L’ergothérapeute pourra ainsi :
- évaluer les besoins de la victime en ciblant les facteurs qui perturbent la participation de la personne à ses activités sexuelles ;
- élaborer des objectifs en concertation avec la victime ;
- choisir des moyens d’intervention permettant de palier les situations de handicap. L’assistant sexuel étant prohibé en France, il s’agira notamment de sectionner parmi la panoplie d’articles spécialisés existants sur le marché ceux qui sont le plus adaptés aux besoins de la victime. Sur production de devis, ces besoins pourront être mis à la charge du tiers responsable (au titre des frais divers post-consolidation).

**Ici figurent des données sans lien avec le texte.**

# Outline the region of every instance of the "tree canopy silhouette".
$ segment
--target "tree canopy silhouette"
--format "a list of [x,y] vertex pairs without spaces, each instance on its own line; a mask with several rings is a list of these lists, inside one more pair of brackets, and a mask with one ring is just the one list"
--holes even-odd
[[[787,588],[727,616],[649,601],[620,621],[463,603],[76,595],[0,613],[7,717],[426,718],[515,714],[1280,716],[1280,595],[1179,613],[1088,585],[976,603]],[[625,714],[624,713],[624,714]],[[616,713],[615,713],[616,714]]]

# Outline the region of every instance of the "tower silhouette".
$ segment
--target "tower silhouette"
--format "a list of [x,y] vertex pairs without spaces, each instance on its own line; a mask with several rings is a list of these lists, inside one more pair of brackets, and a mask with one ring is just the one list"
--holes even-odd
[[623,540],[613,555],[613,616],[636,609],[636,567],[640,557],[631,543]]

9° - Le préjudice sexuel est-il proportionnel au DFP ?

Oui et non.

Oui car les victimes ayant un DFP très important sont celles dont le préjudice sexuel est le mieux indemnisé (jusqu’à 60.000 €).

Non car à l’instar de l’incidence professionnelle, un petit DFP peut avoir des conséquences importantes pour la victime.

3 exemples :
- la victime dont les séquelles sont peu importantes mais localisées sur les parties génitales.
- une victime ayant un DFP de 3% pour des séquelles au genou. Les relations sexuelles excluent l’appui ou un simple contact avec le genou, qui est immédiatement douloureux, ce qui met fin à l’acte sexuel. Appréhension avant l’acte, précautions à prendre et donc absence de spontanéité, appui/contact inéluctable, douleur, échec de l’acte sexuel, frustration, baisse de libido… C’est chaque acte sexuel qui est impacté.
- la victime dont le DFP a été évalué à zéro par l’expert, qui a des cicatrices qui ne sont pas visibles lorsqu’elle est vêtue, mais qui ne sont pas assumées de sorte que les relations sexuelles ne sont envisageables que dans le noir…

10° - Le préjudice sexuel est-il lié à l’âge de la victime ?

L’âge doit être pris en considération pour évaluer le préjudice sexuel car plus la victime est jeune et plus longtemps elle devra subir ce préjudice.

Néanmoins, l’âge vient souvent discriminer la victime :
- la jeune victime qui n’est pas encore entrée dans la vie sexuelle ;
- la victime « âgée » qui est présumée, à tort, dépourvue de toute vie sexuelle.

11° - Le sexe de la victime a-t’il un impact sur l’évaluation du préjudice sexuel ?

Normalement, non. Néanmoins, les barèmes de médecine légale ne traitent pas l’homme et la femme de la même manière s’agissant de l’atteinte aux organes sexuels.

12° - Alors, comment évaluer le préjudice sexuel ?

C’est très difficile.

Ce poste n’est pas coté de 1 à 7 comme pour le préjudice esthétique ou les souffrances endurées, ce qui est pourtant possible et la SFML propose d’ailleurs une grille de cotation.

L’indemnisation au forfait est exclue en vertu du principe de réparation intégrale, mais il n’existe pas de méthode rationnelle de calcul pour chiffrer le préjudice sexuel, qui est apprécié au cas par cas en fonction des atteintes fonctionnelles, du retentissement subjectif, de l’âge, de la situation familiale, du fait générateur du dommage, de la prise de médicaments…

Le recours obligatoire à la cotation serait une solution pour introduire un peu de la rationalité dans l’évaluation du préjudice sexuel, qui demeure aujourd’hui flou et insatisfaisant.

13°- Et le conjoint de la victime, dans tout ça ?

Le conjoint de la victime est une victime par ricochet, qui sera recevable et bien fondé à demander une indemnisation au titre du poste « préjudice extra-patrimonial exceptionnel » - bien qu’il n’ait rien de particulier ni d’exceptionnel.

Il n’y a pas davantage de cotation pour le conjoint et son indemnisation est souvent proche de celle de la victime directe.